On a foggy Friday morning divers spend hours working aboard a 60-foot boat at the bottom of Oak Bay.
The cement boat is one of eight that littered the waters off the marina until the project between the Dead Boat Disposal Society, Songhees Nation and Ralmax (Salish Sea Industrial Services) and the province came to call.
It is the biggest challenge, eventually making its way, through the air by crane, to a barge anchored nearby.
In the spring, the province pledged $9.5 million from the Clean Coast, Clean Waters Initiative Fund to tackle shoreline cleanups and derelict vessel removals. Songhees Development Corporation was one of four agencies to receive a grant.
Songhees hired a crew of four to canvass the coast and find boats needing recovery and disposal, said Wesley Roe of the Dead Boat Disposal Society.
The project was funded $2 million to focus on removing 100 derelict vessels on southern Vancouver Island and the Gulf Islands.
Approvals are in place for 87, Roe said. The program is also working north to remove vessels in Ladysmith, Comox and Lasqueti Island and exploring as far north as Telegraph Cove.
READ ALSO: Dead Boats Society moving towards 100 wreckages removed from the Salish Sea
The barges and crane started work Thursday (Oct. 14), but before that the municipality and another crew of divers scouted and mapped out the locations of vessels needing removal.

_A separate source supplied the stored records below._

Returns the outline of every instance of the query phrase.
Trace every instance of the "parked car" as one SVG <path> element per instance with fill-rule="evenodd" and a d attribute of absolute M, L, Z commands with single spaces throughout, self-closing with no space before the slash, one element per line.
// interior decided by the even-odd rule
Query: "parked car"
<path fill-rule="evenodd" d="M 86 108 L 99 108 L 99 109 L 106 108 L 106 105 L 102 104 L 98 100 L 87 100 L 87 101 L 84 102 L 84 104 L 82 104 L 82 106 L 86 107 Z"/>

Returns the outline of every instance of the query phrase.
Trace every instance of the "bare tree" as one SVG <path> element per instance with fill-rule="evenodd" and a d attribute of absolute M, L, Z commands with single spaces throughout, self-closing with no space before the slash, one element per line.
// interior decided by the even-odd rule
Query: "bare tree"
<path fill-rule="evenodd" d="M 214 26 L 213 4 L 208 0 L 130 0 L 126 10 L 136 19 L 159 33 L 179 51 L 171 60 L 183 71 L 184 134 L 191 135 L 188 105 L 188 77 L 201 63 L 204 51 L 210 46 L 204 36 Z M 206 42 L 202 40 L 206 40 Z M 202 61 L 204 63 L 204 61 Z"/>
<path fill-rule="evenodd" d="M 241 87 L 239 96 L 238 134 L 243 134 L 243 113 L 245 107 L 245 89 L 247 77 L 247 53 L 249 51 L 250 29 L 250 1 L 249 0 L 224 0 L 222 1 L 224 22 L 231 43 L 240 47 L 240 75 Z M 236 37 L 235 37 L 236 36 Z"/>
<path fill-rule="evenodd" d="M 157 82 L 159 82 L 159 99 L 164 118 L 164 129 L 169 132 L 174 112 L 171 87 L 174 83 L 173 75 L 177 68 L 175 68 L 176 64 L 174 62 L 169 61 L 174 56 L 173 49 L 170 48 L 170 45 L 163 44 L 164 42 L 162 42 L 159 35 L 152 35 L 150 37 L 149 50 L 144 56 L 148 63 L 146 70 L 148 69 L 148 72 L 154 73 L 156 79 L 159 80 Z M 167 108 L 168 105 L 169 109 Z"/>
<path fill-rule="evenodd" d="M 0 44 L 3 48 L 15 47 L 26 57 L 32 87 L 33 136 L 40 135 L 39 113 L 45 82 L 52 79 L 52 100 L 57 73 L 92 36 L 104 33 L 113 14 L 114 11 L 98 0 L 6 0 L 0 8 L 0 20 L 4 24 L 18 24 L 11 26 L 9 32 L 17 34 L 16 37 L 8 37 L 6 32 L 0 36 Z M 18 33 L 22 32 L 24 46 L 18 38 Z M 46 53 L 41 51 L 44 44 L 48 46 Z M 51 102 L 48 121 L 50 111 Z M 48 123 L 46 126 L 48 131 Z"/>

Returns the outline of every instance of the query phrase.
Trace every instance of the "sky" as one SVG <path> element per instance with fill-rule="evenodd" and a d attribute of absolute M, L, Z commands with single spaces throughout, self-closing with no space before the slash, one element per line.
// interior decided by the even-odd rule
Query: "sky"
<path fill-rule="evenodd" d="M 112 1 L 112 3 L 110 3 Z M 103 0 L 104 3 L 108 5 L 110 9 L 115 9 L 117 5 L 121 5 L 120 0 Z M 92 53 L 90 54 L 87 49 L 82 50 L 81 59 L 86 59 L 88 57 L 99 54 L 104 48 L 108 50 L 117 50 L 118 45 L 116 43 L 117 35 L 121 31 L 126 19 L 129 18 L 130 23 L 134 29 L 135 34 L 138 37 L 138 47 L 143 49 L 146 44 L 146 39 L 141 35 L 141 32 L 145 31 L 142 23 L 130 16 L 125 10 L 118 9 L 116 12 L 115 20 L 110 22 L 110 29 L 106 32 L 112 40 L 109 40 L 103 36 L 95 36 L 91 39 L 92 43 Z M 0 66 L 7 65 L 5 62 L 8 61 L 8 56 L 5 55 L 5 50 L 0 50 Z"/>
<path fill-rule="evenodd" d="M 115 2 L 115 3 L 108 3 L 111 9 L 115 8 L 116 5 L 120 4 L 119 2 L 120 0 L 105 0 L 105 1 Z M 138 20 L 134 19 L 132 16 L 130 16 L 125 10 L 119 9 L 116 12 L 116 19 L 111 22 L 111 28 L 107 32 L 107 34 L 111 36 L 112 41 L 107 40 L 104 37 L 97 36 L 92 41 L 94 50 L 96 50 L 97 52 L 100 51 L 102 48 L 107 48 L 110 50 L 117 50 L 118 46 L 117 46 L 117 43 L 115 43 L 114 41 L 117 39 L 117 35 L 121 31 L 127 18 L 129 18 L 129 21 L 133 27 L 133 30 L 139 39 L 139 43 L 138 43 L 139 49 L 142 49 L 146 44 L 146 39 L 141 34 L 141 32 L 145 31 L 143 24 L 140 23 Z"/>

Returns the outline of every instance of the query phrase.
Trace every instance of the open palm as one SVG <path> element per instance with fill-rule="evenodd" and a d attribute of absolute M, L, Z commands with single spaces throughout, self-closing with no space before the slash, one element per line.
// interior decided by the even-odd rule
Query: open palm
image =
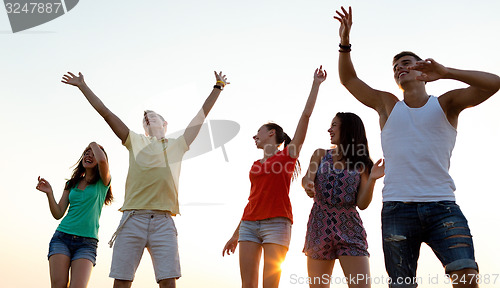
<path fill-rule="evenodd" d="M 68 72 L 68 74 L 64 74 L 63 80 L 61 80 L 61 82 L 77 87 L 85 83 L 83 80 L 83 74 L 80 72 L 78 73 L 78 76 L 71 72 Z"/>

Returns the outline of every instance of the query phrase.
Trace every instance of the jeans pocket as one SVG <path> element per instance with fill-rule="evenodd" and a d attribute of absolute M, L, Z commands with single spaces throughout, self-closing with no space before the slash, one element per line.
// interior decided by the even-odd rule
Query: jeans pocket
<path fill-rule="evenodd" d="M 401 202 L 385 202 L 382 206 L 382 216 L 394 213 L 403 203 Z"/>
<path fill-rule="evenodd" d="M 458 207 L 458 205 L 454 201 L 439 201 L 436 202 L 436 205 L 446 209 L 454 209 L 455 207 Z"/>

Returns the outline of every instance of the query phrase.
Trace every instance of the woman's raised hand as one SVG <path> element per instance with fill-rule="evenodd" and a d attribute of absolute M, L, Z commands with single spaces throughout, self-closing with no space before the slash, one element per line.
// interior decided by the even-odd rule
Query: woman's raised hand
<path fill-rule="evenodd" d="M 323 70 L 323 65 L 314 71 L 314 82 L 321 84 L 326 79 L 326 70 Z"/>
<path fill-rule="evenodd" d="M 83 79 L 83 74 L 78 72 L 78 76 L 75 74 L 68 72 L 68 74 L 64 74 L 63 80 L 61 80 L 64 84 L 73 85 L 76 87 L 80 87 L 80 85 L 84 84 L 85 81 Z"/>

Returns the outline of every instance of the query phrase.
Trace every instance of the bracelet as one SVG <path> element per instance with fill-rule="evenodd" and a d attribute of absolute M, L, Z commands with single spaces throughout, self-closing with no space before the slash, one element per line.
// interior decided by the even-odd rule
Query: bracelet
<path fill-rule="evenodd" d="M 349 44 L 349 45 L 342 45 L 342 43 L 340 43 L 339 47 L 340 47 L 339 52 L 344 52 L 344 53 L 351 52 L 351 44 Z"/>
<path fill-rule="evenodd" d="M 219 90 L 221 90 L 221 91 L 223 90 L 223 89 L 222 89 L 222 86 L 219 86 L 219 85 L 214 85 L 214 89 L 219 89 Z"/>
<path fill-rule="evenodd" d="M 222 84 L 222 87 L 226 86 L 226 82 L 221 81 L 221 80 L 217 80 L 217 82 L 215 82 L 215 83 L 221 83 L 221 84 Z"/>

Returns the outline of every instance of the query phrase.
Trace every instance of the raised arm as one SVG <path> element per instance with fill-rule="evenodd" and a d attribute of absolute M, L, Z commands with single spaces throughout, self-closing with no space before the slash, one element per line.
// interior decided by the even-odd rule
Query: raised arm
<path fill-rule="evenodd" d="M 307 168 L 306 175 L 302 177 L 302 187 L 306 190 L 307 196 L 313 198 L 316 194 L 314 188 L 314 180 L 316 179 L 316 173 L 318 173 L 319 163 L 321 159 L 326 155 L 325 149 L 316 149 L 311 156 L 311 162 L 309 162 L 309 168 Z"/>
<path fill-rule="evenodd" d="M 102 151 L 101 147 L 95 142 L 90 143 L 89 147 L 92 149 L 92 153 L 94 153 L 95 160 L 97 161 L 99 176 L 101 177 L 102 183 L 108 186 L 111 181 L 111 175 L 109 174 L 109 164 L 106 154 L 104 154 L 104 151 Z"/>
<path fill-rule="evenodd" d="M 108 123 L 111 130 L 122 140 L 122 143 L 125 143 L 127 140 L 129 129 L 128 127 L 118 118 L 115 114 L 113 114 L 105 105 L 102 103 L 101 99 L 99 99 L 92 90 L 90 90 L 89 86 L 85 83 L 83 79 L 83 74 L 78 73 L 78 76 L 75 74 L 68 72 L 63 76 L 63 80 L 61 81 L 65 84 L 73 85 L 78 87 L 80 91 L 82 91 L 83 95 L 89 101 L 90 105 L 94 107 L 94 109 L 99 113 L 99 115 L 104 118 L 106 123 Z"/>
<path fill-rule="evenodd" d="M 338 16 L 333 18 L 340 22 L 340 50 L 339 50 L 339 77 L 340 83 L 361 103 L 375 109 L 380 115 L 387 116 L 397 97 L 388 92 L 375 90 L 358 78 L 351 60 L 350 33 L 352 27 L 352 9 L 347 11 L 341 7 L 342 12 L 336 11 Z"/>
<path fill-rule="evenodd" d="M 288 155 L 292 158 L 299 157 L 300 149 L 302 148 L 302 144 L 304 144 L 304 140 L 306 139 L 307 127 L 309 126 L 309 118 L 314 109 L 314 105 L 316 104 L 316 98 L 318 98 L 319 86 L 326 79 L 326 71 L 323 71 L 323 66 L 320 66 L 319 69 L 314 71 L 314 81 L 311 87 L 311 92 L 309 93 L 309 97 L 307 98 L 306 106 L 304 107 L 304 111 L 299 119 L 299 124 L 297 124 L 297 128 L 295 129 L 295 134 L 293 136 L 292 141 L 288 145 Z"/>
<path fill-rule="evenodd" d="M 370 173 L 365 171 L 361 174 L 361 184 L 359 185 L 358 196 L 356 197 L 356 205 L 359 209 L 365 210 L 372 202 L 373 188 L 375 182 L 380 177 L 384 176 L 385 162 L 379 159 L 372 167 Z"/>
<path fill-rule="evenodd" d="M 217 98 L 219 98 L 220 92 L 222 92 L 224 86 L 229 84 L 229 82 L 227 82 L 226 75 L 222 75 L 222 72 L 217 74 L 217 72 L 214 71 L 214 74 L 215 80 L 217 81 L 214 89 L 212 90 L 210 95 L 208 95 L 208 98 L 205 100 L 205 103 L 203 103 L 203 106 L 201 107 L 200 111 L 198 111 L 198 114 L 194 116 L 193 120 L 191 120 L 188 127 L 184 131 L 184 139 L 186 140 L 188 146 L 191 145 L 196 136 L 198 136 L 201 125 L 203 125 L 203 122 L 205 122 L 205 118 L 207 117 L 210 110 L 212 110 L 215 101 L 217 101 Z"/>
<path fill-rule="evenodd" d="M 52 186 L 50 186 L 49 181 L 41 178 L 40 176 L 38 176 L 38 184 L 36 185 L 36 189 L 42 191 L 47 195 L 50 213 L 52 213 L 52 216 L 55 219 L 61 219 L 62 216 L 64 216 L 66 209 L 68 209 L 69 191 L 64 190 L 61 196 L 61 200 L 59 200 L 59 203 L 57 203 L 56 199 L 54 198 L 54 192 L 52 191 Z"/>
<path fill-rule="evenodd" d="M 449 91 L 440 97 L 439 101 L 450 122 L 453 122 L 453 118 L 458 117 L 458 114 L 465 108 L 481 104 L 500 89 L 500 77 L 495 74 L 448 68 L 433 59 L 417 61 L 408 69 L 422 72 L 416 78 L 420 81 L 453 79 L 470 85 L 467 88 Z"/>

These eight are among 100 pollutant vessels the partnership with Salish Sea Industries and the Dead Boat Disposal Society aims to pull from Island waterways.
“It’s bad for our fish, it’s bad for our wildlife, it’s bad for people who want to swim in those areas.”
Getting information on where the vessels are, and funding are the two main challenges, Roe said. They use drones, divers and locals to source and locate boats settled in waterways.
Finding the right crews, such as Salish Sea who remove the vessels with the health of the waterway in mind, is also crucial, Roe said. The Dead Boat Disposal Society has been working with Salish Sea for two years on similar projects.
The society also works with owners who feel their boats are derelict and don’t know what to do with them.
“They can sign over to us a bill of sale and we’ll try to work it so we can get their boat into the project as well. It costs a lot more money when it’s sunken or shipwrecked versus if we can get it floating to our docks,” Roe said.